John P. Moore, professor of microbiology and immunology at Cornell University’s Weill Cornell Medicine, said in an email that unless North Korea is able to limit transmission through a lockdown , “a very high percentage of the population” would soon be infected.

“The carnage could be terrible,” he said. “To the extent that it might affect the regime’s grip on the population.”

In both countries, rumors have swirled that political elites are already vaccinated – and that their rejection of foreign-made vaccines is just for show.

Eritrea, led by president and longtime strongman Isaias Afwerki, has ignored requests from other African countries to join Covax, the World Health Organization-backed global immunization effort. Some activists say the country is plagued by propaganda that paints Covax as a Western tool to destroy Africa.

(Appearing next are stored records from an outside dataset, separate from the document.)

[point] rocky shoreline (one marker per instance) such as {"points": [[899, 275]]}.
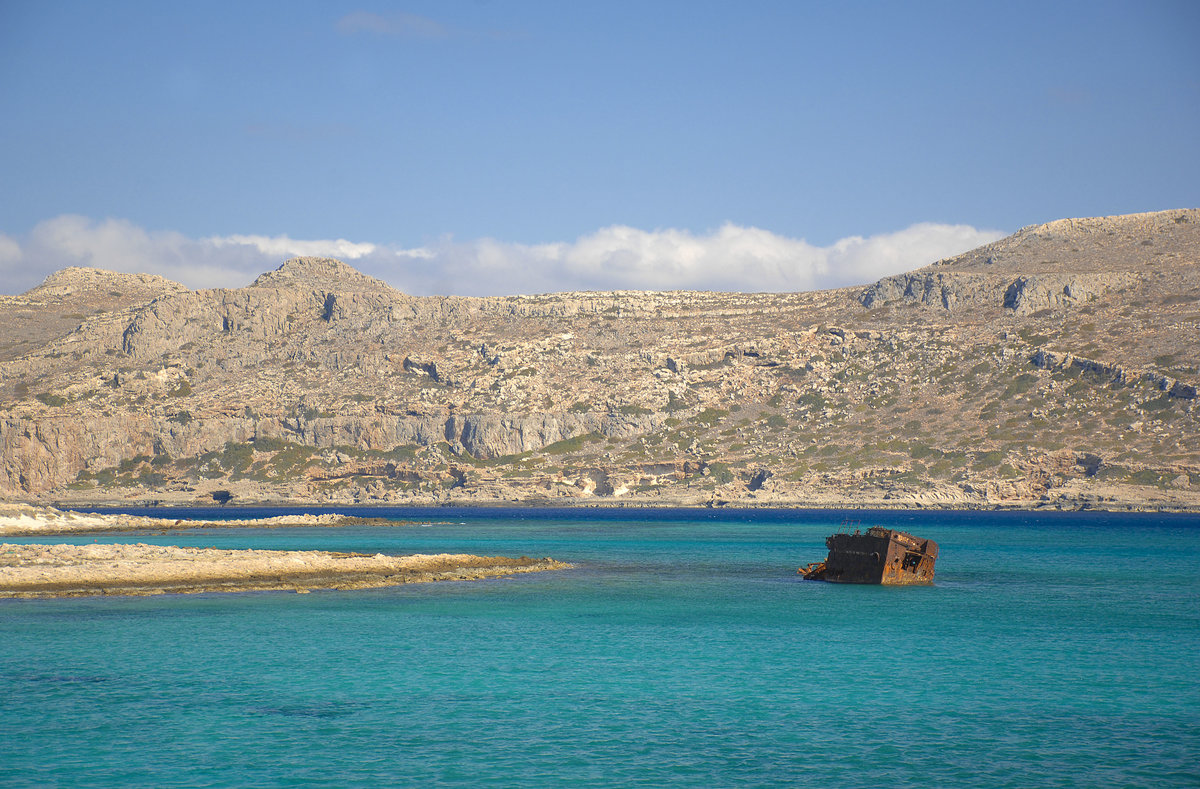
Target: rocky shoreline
{"points": [[73, 571]]}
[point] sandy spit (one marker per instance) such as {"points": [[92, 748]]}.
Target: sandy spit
{"points": [[71, 571], [28, 521]]}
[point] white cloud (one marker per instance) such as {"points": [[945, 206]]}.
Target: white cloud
{"points": [[408, 25], [281, 246], [615, 258]]}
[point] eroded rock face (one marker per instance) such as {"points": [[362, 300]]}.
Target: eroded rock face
{"points": [[1031, 294], [940, 289], [975, 381]]}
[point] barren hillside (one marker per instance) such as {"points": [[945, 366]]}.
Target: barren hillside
{"points": [[1056, 367]]}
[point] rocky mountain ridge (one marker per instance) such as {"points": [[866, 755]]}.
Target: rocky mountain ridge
{"points": [[1056, 367]]}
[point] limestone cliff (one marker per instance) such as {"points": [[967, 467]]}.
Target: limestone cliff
{"points": [[1056, 367]]}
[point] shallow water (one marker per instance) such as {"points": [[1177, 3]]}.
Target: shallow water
{"points": [[1054, 650]]}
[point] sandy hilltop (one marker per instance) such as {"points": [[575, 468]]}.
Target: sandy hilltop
{"points": [[1054, 368]]}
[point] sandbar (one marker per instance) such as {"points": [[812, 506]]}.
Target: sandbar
{"points": [[73, 571]]}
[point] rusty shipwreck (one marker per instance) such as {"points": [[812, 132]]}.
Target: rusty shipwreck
{"points": [[875, 556]]}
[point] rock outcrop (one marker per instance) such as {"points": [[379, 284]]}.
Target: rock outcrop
{"points": [[975, 381]]}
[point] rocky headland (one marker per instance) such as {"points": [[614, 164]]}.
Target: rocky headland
{"points": [[1054, 368], [72, 571]]}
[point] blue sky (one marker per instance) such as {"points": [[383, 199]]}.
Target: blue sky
{"points": [[492, 146]]}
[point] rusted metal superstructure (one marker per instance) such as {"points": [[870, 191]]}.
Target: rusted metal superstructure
{"points": [[875, 556]]}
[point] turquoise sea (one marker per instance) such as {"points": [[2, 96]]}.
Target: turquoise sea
{"points": [[1055, 650]]}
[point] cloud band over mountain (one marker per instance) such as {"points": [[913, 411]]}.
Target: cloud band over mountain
{"points": [[731, 258]]}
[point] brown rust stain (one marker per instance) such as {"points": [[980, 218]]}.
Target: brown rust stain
{"points": [[875, 556]]}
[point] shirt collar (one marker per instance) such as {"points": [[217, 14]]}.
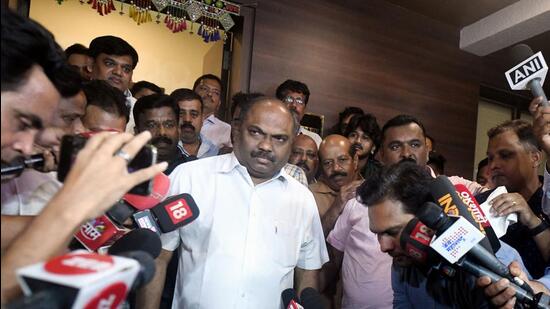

In December, the head of the Africa Centers for Disease Control, John Nkengasong, said Eritrea was the only member of the African Union that had not “joined the family of 55 member states moving forward with vaccination, but we are not giving up. .”

As the world reopens, North Korea is one of two countries without vaccines

In North Korea, the government rejected doses of the AstraZeneca vaccine over apparent concerns about potential side effects. He also refused delivery of nearly 3 million doses of China’s Sinovac vaccine, saying shipments should be destined for other countries with more severe outbreaks.

Last month, a panel of experts convened by the Center for Strategic and International Studies recommended that North Korea be offered a large donation of mRNA vaccines. But vaccines previously allocated to North Korea under the Covax plan are no longer available.

Morrison said Covax and other donors had grown “tired” of North Korea’s callous nature during the pandemic. “This does not exclude reviewing the questions of what to do in the event of a crash,” he added.

A spokesperson for Gavi, a nonprofit that helps coordinate Covax, said the initiative has “currently committed no volume for” North Korea. But, the spokesperson said, if Pyongyang moves forward with a national vaccination program, Gavi could work with Covax to help North Korea catch up to its vaccination targets.

Pyongyang may have no choice. Even in partially vaccinated places like China or Hong Kong, omicron subvariants have spread incredibly rapidly among pockets of unvaccinated people – with deadly consequences of a magnitude similar to the first wave of cases in d other parts of the world.

China, North Korea’s most important ally, is battling an outbreak of BA.2 and has imposed a tough lockdown on its trading hub, Shanghai.

“China itself is grappling with the spread of the omicron variant, so I don’t know if it has strong incentives to help North Korea fight covid,” senior health researcher Yanzhong Huang said. world at the Council on Foreign Relations.

A model released in preprint this week estimated that if China relaxes what it calls its “zero covid” policy, the virus could kill up to 1.5 million people.

In North Korea, it would be “much worse,” Moore said, “because of the low vaccination coverage there.”

Michelle Lee contributed to this report.